Personal information
- Born: December 28, 1998 (age 26)
- Nationality: American
- Listed height: 6 ft 5 in (1.96 m)
- Listed weight: 183 lb (83 kg)

Career information
- High school: Blue Valley Northwest (Overland Park, Kansas); Link Year Prep (Branson, Missouri);
- NBA draft: 2019: undrafted
- Playing career: 2018–2020, 2024–present

Career history
- 2018: Seattle Ballers
- 2019–2020: Peja
- 2024–2025: OKK Novi Pazar

= JaMicheal Morgan =

American basketball player

JaMicheal Morgan (born December 22, 1998) is an American professional basketball player who last played for OKK Novi Pazar of the Basketball League of Serbia. He competed for Blue Valley Northwest High School and Link Year Prep. In 2018, he joined the Seattle Ballers of the Junior Basketball Association

== High school career ==
Morgan attended Blue Valley Northwest High School in Overland Park, Kansas, where he competed on the football, basketball, and track and field teams. He finished 7th in Kansas in the triple jump. Morgan was named honorable mention All-6A as a junior on the basketball team. He was also named to the All-810 Varsity Third Team after averaging 10 points per game. He teamed with Tulsa commit Darien Jackson to lead Blue Valley Northwest to the state semifinals, where they lost to Shawnee Mission North High School. As a senior, Morgan was named to the First Team All-Class 6A. He was a McDonald's All American nominee. He represented Kansas in the Greater Kansas City Basketball Coaches Association Missouri vs. Kansas All-Star Game on April 7, 2017.

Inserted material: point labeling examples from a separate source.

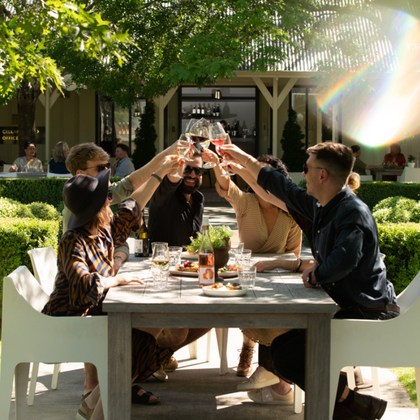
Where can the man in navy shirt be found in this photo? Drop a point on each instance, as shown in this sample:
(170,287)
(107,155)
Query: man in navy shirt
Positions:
(348,264)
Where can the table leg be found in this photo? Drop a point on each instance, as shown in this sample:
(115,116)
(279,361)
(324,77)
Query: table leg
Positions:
(119,366)
(317,372)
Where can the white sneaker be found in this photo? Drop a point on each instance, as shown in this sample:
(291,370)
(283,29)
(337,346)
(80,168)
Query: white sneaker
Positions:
(268,396)
(261,378)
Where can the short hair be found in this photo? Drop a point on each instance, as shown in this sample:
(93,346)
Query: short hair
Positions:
(123,147)
(274,162)
(83,152)
(60,152)
(336,158)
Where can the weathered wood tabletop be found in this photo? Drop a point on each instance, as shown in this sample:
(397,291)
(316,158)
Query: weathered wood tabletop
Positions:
(278,299)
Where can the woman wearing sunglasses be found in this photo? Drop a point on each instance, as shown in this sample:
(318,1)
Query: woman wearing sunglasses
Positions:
(86,266)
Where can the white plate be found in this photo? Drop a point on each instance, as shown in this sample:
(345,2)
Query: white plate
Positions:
(191,257)
(226,275)
(224,293)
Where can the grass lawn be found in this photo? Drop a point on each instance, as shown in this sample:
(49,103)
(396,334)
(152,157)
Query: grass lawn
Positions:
(407,377)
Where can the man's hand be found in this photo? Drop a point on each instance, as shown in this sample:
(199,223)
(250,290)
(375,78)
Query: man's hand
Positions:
(310,272)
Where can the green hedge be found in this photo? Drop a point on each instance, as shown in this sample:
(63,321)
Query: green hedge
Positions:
(28,190)
(17,236)
(401,245)
(374,192)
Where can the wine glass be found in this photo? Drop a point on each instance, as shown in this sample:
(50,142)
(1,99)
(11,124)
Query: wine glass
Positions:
(160,264)
(205,145)
(182,147)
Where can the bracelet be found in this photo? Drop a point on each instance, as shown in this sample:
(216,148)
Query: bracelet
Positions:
(157,177)
(297,268)
(309,279)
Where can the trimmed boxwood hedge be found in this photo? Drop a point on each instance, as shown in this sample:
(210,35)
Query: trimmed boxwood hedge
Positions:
(374,192)
(28,190)
(401,245)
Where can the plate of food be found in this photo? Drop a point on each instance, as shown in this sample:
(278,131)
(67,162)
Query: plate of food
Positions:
(190,269)
(225,290)
(187,255)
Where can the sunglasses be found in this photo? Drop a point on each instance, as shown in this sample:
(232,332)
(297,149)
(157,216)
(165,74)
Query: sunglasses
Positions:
(101,167)
(198,171)
(306,168)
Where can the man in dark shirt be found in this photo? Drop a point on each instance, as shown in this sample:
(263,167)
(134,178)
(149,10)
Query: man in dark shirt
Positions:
(175,214)
(176,208)
(348,264)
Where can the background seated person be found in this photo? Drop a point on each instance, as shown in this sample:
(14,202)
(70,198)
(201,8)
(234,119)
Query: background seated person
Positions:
(58,162)
(393,159)
(359,166)
(122,165)
(27,163)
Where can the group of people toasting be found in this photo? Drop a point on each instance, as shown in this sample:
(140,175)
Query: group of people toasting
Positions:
(271,215)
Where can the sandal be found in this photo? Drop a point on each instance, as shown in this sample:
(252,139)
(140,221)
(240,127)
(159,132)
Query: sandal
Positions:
(144,398)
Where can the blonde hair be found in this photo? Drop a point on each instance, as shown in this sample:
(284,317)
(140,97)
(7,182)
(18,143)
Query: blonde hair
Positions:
(353,181)
(60,152)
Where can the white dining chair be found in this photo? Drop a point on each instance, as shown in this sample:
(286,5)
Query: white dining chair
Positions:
(28,336)
(378,343)
(44,264)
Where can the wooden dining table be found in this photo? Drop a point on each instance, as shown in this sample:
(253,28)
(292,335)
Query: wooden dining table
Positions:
(278,300)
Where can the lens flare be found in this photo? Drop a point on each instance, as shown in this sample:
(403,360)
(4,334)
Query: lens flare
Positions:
(382,108)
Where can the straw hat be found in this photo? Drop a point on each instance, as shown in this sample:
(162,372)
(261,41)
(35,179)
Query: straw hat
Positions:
(84,196)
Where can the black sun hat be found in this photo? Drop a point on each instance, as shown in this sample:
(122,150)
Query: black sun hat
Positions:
(84,196)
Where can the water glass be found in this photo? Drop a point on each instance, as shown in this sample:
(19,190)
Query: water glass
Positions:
(175,255)
(244,258)
(247,277)
(234,251)
(160,264)
(160,278)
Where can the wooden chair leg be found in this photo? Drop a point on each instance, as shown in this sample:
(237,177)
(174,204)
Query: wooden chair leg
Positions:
(298,400)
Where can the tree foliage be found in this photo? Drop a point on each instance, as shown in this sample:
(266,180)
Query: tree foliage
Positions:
(145,137)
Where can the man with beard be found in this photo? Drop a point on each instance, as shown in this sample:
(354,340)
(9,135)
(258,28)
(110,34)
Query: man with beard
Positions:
(176,208)
(175,214)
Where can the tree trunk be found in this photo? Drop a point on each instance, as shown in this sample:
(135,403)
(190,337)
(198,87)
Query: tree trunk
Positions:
(27,97)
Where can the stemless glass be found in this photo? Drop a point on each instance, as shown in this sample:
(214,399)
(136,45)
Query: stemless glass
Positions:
(160,264)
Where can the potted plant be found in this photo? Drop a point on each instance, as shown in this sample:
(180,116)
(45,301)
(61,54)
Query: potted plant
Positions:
(411,161)
(220,241)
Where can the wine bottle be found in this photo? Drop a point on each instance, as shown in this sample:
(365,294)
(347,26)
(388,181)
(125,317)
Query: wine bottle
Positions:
(141,240)
(206,272)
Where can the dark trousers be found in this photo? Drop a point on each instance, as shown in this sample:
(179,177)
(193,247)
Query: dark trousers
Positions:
(288,350)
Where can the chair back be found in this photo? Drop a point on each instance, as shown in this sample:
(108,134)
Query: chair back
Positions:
(410,294)
(44,263)
(27,286)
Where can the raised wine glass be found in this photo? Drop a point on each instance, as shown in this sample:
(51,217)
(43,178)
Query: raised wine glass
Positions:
(160,264)
(218,137)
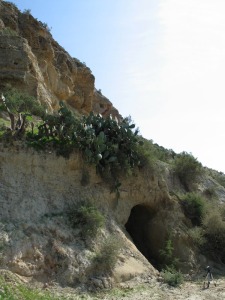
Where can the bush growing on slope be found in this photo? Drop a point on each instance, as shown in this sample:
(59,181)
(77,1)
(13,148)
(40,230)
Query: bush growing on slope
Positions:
(187,168)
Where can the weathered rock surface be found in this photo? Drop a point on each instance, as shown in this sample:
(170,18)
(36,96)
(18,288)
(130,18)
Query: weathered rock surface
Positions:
(31,60)
(37,191)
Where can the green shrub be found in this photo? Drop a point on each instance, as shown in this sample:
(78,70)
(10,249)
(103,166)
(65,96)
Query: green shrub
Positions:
(197,236)
(15,291)
(7,31)
(168,260)
(87,218)
(193,206)
(213,225)
(106,257)
(187,168)
(172,277)
(112,147)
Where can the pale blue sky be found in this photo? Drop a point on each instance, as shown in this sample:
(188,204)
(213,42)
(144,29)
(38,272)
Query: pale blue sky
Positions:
(160,61)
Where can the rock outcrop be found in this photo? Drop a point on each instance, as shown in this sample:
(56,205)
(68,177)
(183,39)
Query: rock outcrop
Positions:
(31,60)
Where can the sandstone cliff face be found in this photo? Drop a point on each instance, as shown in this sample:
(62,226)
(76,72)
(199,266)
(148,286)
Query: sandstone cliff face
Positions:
(37,189)
(31,60)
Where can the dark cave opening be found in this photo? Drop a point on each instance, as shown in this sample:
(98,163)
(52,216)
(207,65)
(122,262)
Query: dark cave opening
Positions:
(146,233)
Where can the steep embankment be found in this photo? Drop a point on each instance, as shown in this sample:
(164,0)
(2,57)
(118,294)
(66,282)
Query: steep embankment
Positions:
(31,60)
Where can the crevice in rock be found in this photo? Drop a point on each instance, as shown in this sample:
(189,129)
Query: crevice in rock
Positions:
(146,233)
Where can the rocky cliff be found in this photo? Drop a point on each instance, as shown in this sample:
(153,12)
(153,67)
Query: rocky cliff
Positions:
(32,61)
(39,190)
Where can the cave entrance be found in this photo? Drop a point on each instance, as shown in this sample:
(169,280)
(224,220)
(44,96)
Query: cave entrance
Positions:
(147,233)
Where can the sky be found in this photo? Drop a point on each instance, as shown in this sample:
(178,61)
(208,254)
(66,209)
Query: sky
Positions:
(160,61)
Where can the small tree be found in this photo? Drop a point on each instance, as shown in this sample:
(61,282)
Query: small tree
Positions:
(187,168)
(20,106)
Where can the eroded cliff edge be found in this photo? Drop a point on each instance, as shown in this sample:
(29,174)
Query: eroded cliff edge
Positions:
(32,61)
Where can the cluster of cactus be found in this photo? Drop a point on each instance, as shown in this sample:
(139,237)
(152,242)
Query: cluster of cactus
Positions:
(105,142)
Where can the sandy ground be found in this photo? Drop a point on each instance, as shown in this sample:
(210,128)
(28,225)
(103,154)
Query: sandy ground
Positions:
(157,291)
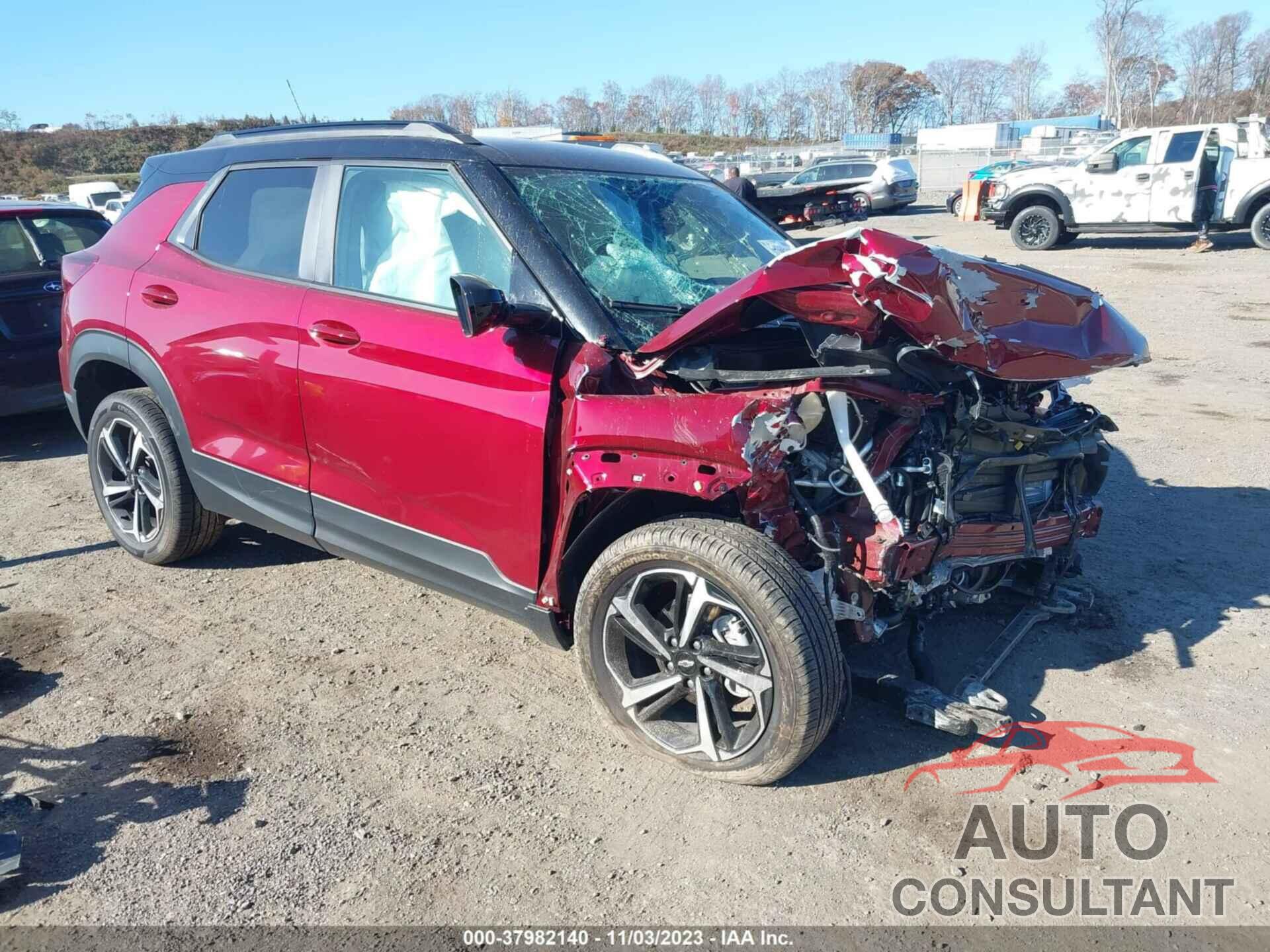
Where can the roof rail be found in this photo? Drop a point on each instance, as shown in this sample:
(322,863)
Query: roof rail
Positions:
(426,128)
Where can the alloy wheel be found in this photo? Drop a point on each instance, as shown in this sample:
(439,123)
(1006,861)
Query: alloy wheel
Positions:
(690,666)
(130,479)
(1034,230)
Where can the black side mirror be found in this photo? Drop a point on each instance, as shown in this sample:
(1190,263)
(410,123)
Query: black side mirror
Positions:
(479,303)
(1104,163)
(482,306)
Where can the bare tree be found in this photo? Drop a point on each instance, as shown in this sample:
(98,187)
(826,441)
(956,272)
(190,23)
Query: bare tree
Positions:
(1113,28)
(673,102)
(1259,70)
(640,116)
(987,92)
(611,107)
(575,113)
(884,95)
(710,100)
(952,79)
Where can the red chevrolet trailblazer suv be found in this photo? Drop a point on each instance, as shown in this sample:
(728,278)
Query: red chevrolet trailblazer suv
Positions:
(591,390)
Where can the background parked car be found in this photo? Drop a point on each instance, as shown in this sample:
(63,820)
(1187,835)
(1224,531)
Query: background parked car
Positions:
(860,186)
(988,172)
(33,238)
(1147,180)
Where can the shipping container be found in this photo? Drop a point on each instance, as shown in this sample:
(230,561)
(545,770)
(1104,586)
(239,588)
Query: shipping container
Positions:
(870,140)
(980,135)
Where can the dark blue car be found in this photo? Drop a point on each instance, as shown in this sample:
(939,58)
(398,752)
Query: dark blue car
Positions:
(33,238)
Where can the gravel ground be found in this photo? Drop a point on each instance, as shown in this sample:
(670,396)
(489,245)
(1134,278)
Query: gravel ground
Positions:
(267,735)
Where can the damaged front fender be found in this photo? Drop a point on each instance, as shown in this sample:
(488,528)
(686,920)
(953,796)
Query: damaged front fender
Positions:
(1007,321)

A three-star recruit according to Rivals.com, Morgan signed with Oral Roberts in November 2016. However, he decommitted from Oral Roberts after coach Scott Sutton was fired. He did a postgraduate year at Link Year Prep.

== Professional career ==
Instead of attending college, Morgan joined the Seattle Ballers of the Junior Basketball Association in 2018. “This is my dream, just to play basketball and not worry about nothing,” he said. He averaged 25.4 points, 7.7 rebounds, 4.7 assists, 3.3 steals, and one block per game for Seattle. Morgan scored 13 points in the championship game loss to the Los Angeles Ballers. In September 2018, Morgan was named to the JBA's USA Select team as one of the top 13 players in the league.

Morgan declared for the 2019 NBA draft, but was undrafted. On September 12, 2019, Morgan signed with KB Peja of Kosovo's top division.

On December 9, 2024, Morgan signed with OKK Novi Pazar of the Basketball League of Serbia.

==Personal life==
Morgan is the son of Dinsdale Morgan and Jeanetta Lyle-Morgan, who met at Pittsburg State University. His father was an Olympian in the 400-meter hurdles. Morgan has two siblings: Dinsdale and Jakaila. Dinsdale Jr. competes in track and field at the University of Kansas.